Jewish community has mixed reaction to report

MONTREAL — Canadian Jewish Congress disagrees with the Bouchard-Taylor commission’s recommendation that judges, Crown prosecutors and police officers should not be permitted to wear religious symbols.


Quebec should fight anti-Semitism, report says

Victor Goldbloom, Congress’ Quebec region president, said such attire is a matter of religious freedom and a ban would effectively bar, for example, an Orthodox Jew from being named to the bench

Overall, however, Goldbloom found the report to be “positive and balanced.”

“We are pleased that a number of things we put before the commission in our brief have found their way into the report. We recognize that reasonable accommodation should not be a one-way street. It should not only be the obligation of the majority to make adjustments for minorities, which is the perception many francophone Quebecers have.”
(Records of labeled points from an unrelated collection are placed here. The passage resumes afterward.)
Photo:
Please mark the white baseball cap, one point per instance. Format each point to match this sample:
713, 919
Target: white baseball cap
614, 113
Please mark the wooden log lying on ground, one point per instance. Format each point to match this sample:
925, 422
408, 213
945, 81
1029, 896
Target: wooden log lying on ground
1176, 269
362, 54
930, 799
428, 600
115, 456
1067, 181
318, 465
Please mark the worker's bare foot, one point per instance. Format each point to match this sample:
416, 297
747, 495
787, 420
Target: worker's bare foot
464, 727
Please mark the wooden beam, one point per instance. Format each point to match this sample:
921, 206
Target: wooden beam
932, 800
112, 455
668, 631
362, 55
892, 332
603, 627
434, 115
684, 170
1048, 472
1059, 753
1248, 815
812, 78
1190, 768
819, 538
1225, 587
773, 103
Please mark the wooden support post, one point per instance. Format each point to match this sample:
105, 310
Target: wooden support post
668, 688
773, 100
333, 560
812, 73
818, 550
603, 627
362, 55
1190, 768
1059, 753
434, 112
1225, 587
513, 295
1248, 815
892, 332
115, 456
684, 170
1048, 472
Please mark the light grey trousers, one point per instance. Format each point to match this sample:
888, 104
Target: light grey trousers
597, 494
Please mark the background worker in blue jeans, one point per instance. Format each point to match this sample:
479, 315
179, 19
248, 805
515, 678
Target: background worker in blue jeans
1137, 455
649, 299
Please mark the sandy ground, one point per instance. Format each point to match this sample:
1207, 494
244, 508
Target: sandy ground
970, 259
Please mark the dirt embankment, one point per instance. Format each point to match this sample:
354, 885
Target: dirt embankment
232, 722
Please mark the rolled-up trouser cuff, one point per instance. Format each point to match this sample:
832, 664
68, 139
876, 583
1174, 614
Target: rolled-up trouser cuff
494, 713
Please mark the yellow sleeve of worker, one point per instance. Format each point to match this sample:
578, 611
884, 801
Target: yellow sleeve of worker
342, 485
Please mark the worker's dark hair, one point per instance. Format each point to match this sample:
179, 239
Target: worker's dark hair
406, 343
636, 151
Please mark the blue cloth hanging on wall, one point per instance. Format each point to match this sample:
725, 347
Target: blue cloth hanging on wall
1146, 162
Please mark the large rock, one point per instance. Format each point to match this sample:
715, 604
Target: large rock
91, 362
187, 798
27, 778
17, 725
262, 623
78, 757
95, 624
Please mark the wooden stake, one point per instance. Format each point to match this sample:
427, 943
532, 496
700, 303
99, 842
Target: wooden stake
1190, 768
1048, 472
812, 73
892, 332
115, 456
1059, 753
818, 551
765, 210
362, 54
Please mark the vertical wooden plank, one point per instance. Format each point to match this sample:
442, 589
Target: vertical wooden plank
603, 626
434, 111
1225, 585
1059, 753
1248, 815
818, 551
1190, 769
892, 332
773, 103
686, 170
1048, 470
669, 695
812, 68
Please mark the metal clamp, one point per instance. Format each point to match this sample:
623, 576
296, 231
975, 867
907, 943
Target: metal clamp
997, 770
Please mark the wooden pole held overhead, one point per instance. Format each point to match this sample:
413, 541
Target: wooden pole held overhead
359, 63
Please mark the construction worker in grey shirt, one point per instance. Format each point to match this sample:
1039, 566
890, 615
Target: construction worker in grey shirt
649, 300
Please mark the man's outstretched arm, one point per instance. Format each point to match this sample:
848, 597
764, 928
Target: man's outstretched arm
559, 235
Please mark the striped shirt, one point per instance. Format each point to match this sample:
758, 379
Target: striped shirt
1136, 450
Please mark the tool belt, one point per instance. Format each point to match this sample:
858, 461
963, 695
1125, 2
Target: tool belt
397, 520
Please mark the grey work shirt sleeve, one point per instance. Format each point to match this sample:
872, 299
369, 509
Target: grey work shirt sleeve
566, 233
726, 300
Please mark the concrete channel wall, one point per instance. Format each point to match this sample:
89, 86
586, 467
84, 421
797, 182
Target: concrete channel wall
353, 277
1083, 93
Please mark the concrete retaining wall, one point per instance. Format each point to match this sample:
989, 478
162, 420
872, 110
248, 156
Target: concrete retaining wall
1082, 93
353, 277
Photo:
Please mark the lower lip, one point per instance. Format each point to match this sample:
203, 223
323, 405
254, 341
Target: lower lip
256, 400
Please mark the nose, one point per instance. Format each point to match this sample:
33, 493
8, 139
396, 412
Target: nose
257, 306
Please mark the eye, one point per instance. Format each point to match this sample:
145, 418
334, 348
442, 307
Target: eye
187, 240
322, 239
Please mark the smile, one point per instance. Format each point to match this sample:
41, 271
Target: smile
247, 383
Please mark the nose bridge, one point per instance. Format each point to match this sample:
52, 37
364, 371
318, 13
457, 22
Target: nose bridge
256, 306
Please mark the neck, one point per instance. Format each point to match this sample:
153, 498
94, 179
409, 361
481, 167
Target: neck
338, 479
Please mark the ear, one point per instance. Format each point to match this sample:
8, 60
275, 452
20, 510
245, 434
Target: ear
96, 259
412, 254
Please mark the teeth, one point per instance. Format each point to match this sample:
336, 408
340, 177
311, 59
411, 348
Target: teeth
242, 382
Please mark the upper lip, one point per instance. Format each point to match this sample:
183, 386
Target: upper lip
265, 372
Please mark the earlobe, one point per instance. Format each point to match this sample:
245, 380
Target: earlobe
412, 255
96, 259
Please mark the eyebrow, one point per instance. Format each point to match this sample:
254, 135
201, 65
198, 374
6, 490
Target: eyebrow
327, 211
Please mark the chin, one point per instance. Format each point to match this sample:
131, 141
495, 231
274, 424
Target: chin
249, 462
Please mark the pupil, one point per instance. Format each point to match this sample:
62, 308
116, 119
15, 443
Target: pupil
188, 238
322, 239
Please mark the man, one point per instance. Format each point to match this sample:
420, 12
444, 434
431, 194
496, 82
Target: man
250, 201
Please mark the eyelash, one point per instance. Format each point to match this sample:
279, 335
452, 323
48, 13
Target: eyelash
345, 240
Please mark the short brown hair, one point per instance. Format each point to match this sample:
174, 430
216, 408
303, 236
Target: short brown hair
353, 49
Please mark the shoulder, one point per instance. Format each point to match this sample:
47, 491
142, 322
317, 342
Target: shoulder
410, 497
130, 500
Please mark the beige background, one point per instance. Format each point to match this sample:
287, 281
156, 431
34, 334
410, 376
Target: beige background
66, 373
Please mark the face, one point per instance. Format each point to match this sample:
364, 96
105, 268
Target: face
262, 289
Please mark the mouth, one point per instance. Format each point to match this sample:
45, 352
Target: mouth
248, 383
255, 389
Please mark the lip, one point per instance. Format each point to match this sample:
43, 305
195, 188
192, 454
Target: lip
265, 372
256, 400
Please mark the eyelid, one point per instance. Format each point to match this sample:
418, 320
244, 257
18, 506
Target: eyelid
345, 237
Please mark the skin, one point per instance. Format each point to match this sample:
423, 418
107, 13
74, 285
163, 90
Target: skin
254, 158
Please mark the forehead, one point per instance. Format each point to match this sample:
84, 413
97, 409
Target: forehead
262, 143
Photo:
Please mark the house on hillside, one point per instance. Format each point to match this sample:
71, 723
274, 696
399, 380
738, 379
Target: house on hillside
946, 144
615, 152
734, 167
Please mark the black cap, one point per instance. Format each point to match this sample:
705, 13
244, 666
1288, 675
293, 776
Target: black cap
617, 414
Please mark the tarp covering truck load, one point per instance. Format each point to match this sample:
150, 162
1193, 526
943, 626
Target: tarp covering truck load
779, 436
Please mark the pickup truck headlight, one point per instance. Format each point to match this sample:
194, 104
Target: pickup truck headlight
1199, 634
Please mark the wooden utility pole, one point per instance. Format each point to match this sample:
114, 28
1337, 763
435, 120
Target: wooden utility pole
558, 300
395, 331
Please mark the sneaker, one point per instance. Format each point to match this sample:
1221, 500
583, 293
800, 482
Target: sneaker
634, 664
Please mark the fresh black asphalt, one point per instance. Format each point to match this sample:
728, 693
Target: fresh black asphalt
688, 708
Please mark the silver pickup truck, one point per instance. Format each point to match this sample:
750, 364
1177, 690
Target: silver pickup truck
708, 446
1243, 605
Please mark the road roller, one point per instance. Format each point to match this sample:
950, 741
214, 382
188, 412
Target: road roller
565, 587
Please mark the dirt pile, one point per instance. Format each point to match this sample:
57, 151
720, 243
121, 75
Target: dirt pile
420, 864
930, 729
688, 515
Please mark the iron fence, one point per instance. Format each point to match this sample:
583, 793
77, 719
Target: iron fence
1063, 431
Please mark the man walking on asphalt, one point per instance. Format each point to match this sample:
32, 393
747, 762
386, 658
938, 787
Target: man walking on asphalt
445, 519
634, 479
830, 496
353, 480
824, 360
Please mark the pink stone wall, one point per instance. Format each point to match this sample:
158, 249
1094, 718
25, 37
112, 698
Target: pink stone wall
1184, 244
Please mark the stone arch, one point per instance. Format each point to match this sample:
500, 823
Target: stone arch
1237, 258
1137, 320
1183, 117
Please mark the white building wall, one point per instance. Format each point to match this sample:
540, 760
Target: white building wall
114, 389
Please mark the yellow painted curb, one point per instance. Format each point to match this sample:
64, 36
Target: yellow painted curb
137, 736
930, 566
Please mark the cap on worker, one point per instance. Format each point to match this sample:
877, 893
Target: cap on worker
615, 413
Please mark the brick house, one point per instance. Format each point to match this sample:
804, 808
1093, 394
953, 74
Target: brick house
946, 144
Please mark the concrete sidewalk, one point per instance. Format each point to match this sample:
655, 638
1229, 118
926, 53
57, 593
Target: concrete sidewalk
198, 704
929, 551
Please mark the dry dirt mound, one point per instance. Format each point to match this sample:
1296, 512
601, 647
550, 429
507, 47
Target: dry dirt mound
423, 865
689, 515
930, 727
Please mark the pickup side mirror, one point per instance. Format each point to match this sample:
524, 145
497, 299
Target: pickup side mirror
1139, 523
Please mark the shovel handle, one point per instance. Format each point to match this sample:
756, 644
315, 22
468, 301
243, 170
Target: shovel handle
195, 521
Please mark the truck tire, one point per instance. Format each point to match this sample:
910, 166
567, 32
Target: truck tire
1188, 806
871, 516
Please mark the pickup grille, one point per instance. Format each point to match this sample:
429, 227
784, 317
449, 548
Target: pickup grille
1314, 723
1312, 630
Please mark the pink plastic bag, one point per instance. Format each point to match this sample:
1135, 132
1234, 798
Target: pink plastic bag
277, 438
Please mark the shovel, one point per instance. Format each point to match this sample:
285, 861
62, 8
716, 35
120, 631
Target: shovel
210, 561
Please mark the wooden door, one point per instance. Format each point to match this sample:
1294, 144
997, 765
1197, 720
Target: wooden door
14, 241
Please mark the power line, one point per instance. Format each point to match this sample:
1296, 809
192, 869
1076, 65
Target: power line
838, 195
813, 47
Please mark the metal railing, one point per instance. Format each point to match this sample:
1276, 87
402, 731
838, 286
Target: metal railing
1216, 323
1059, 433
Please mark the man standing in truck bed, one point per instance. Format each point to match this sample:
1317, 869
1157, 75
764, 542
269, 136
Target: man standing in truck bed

Goldbloom welcomes the co-chairs’ specific recommendation to combat anti-Semitism, but he thinks negative attitudes toward Jews are largely a result of lack of contact with the community.

While the hearings did “provide a platform for a handful of individuals to say unpleasant things,” Goldbloom said he is disinclined to accuse the process of fanning anti-Semitism or to exaggerate the problem of anti-Semitism in the province generally.

He said he thinks commission co-chairs Gérard Bouchard and Charles Taylor were slow at first to check such comments, but later on in the hearings, they intervened more readily.

“We would have preferred to have had more control over the open-microphone sessions, but the co-chairs are absolutely decent people, and in no way can they be considered to have condoned any of these negative things.”

Goldbloom has undertaken to travel outside the Montreal area, where there are few or no Jews, to speak to francophone groups about the community’s deep roots in Quebec and its “common values” with Quebecers. So far, Goldbloom has been in Drummondville, St. Jean, Quebec City and Trois-Rivières.

“I’d like to emphasize that we must recognize and respect the existential anxiety of our French-speaking brothers and sisters over their language and culture.”

B’nai Brith Canada, which has drawn a direct parallel between the commission’s activities and a rise in anti-Semitism, said the report offers an “overly simplistic and naïve prescription” for overcoming inter-community problems through dialogue and exchange.

“The real and pressing issues surrounding reasonable accommodation will not go away now that this report has been tabled,” said Allan Adel, national chair of B’nai Brith’s League for Human Rights. “The ugly face of bigotry and racism that manifested itself during this process must be confronted head on if we are to constructively move forward on the path of reconciliation aspired to by the authors.

B’nai Brith recommends the immediate introduction of a province-wide educational campaign to counter prejudice and discrimination.

The report was genuinely welcomed by Alex Werzberger, head of the Coalition of Chassidic Organizations of Outremont.

“It’s definitely going to improve the atmosphere, especially because it is coming from two really respected people,” he said.

“It’s now up to the politicians and other opinion makers to take a leadership role a guide the province in the right direction.”

Werzberger said he is especially glad to see that the commissioners debunked some of the media stories about reasonable accommodation that appeared over the last couple of years, including one about how the YMCA building in Montreal’s Mile End neighbourhood that frosted windows on a women’s fitness room so as not to offend the sensibilities of its chassidic neighbours in a nearby shul and yeshiva.

“The frosting of the YMCA windows [for example] was blown way out of proportion. The stories made it sound like the chassidic congregation was forcing the Y to do something, when in fact there was an agreement between two neighbours and everybody was getting along. It was not at all the way the media painted it.”

Notwithstanding “the garbage” that was voiced by a minority during the hearings, Werzberger is convinced the majority of Quebecers are willing to live in peace with people of different cultures.